В конечном итоге Алина не выдержала:
— Аристарх Бенедиктович, завтра мы все уедем. Вы ничего не хотите нам сказать?
— Счастливого пути. Лично вам желаю не попадать в подобные истории.
— Спасибо, но я не о том.
— А о чем?
— Зачем приходили на кладбище полицейские, да еще с лопатами и ломом?
— Я думал, вы догадались, — устало вздохнул Меркурьев. — Надо было взять образец биологической ткани для генетической экспертизы. Надо же проверить слова Эммы.
— И…
— Что «И»? Экспертиза так быстро не делается.
— И больше вы ничего не хотите нам сказать? — подталкивала к откровенности Алина.
— Чувствую, что вы все равно меня расколите, — усмехнулся адвокат. — Хорошо, скажу. Пропавшие картины, видимо, те, что вы искали, — он посмотрел на Орлова, — нашлись. Они были спрятаны в саркофаге, в котором был захоронен Франсуа.
Виктория округлила глаза:
— Как такое могло случиться?
— Это вы у них спросите, — посоветовал Меркурьев, глядя на меня и моих подруг. — Вы ведь все слышали? Не отпирайтесь. Простите, но я в самый неподходящий момент посмотрел в окно, а вы в это время в прыжке хотели заглянуть вовнутрь.
Я почувствовала, как предательский румянец выступает на моих щеках. Было такое, я действительно пару раз подпрыгнула.
Степа тут же начала оправдываться:
— Мы случайно там оказались, хотели осмотреть соседний памятник. Он такой красивый…

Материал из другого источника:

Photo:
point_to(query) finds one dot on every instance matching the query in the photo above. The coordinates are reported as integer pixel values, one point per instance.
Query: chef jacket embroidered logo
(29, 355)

И только Алина не стала ни врать, ни оправдываться:
— А что нам еще было делать, если вы ни о чем нам не рассказываете?
— На сегодняшний день вы знаете столько же, сколько и я. Хотя нет! Ваш родственник, Орлов, все же предстанет перед судом. Выяснилось, что доктор Орлов без оснований отпустил своего пациента домой. Речь идет о сыне Эммы. К тому же он снабдил ее лекарствами, которые употребляются только под наблюдением врача, и которыми она распорядилась по своему усмотрению. На лицо должностное преступление. Он утверждает, что это Эмма уговорила его выписать Жерара. Но, вполне вероятно, что доктор сам посоветовал Эмме вывезти сына в деревню на свежий воздух, в надежде на то, что вечером она будет к нему уезжать.
— Зачем?
— Как зачем? Анри любит выпить, кухарка ночует у себя дома. Следовательно, у вас, Григорий, была бы масса времени, чтобы без свидетелей осмотреть весь дом. Кто же знал, что в гостиницу приедут еще Стас, Валерий, Алина и Вениамин, а потом и вы, Марина со Стефанией Степановной. Пожалуй, всё. Говорю всем «до свидания», завтра утром я должен быть в Марселе, — простился Меркурьев.
На следующее утро все покинули отель «Матье». Чутье мне подсказывало, что мы были последними его постояльцами.